Sunday,  Year C

First Sunday of Advent – 1 December 2024

There used to be a Chinese curse which went, “May you live in interesting times!”  It is hard to know whether we live under this curse at this time, but we certainly live in a time of great change.  As Pope Francis himself remarked recently, it is not even that we live in an era of change, but that we live in a change of era.  And it is this that make the times even more interesting.

Because of the uncertainty of change and the insecurity that pervasive change engenders in most of us, it is easy to resist change and to defend ourselves from its demands in different ways.  We can develop a defensive nostalgia for the past, for example, or we can rush toward the future desperately trying to construct in such a way that we remain in control.  Or we can simply deny anything is taking place around us and go on living oblivious to what is happening.
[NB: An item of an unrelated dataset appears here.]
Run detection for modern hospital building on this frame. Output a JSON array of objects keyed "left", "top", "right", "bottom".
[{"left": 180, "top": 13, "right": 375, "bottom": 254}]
The hardest challenge for us in a situation of change, is to listen deeply, to be alert for both the dangers and the possibilities. In fact, the full Chinese proverb goes, “May you live in interesting times when danger and possibility exist in equal tension.”  It is not easy to wait with all that is occurring, to take the fullest picture into account and slowly but surely to discern where the most appropriate pathways lay.  Most often our anxiety won’t allow us this space, this quiet.  Yet, foundations for the future are built most solidly through a discernment which is full of care, patience and quiet expectation.  When we can approach change with this attitude of mind and heart, then we make a friend of change.  It is not our enemy.  In fact, we begin to realise that change is actually the mother of creativity, of growth, of something new coming to birth in us.  Change is actually the pre-condition of growth.  No change, no growth.  Change is an opportunity for the Kingdom of God to come further into the world; change is a doorway through which the Kingdom of God enters into our world.  We must approach change then, with a sense of attentiveness and reverence and expectation rather than with fear, defensiveness or despair.  We are to sift through all that is happening and to try and discern where and how the marks of the Kingdom might be presenting themselves in and through all that is happening.  This is why the Gospel calls us to be always alert, to live with awareness.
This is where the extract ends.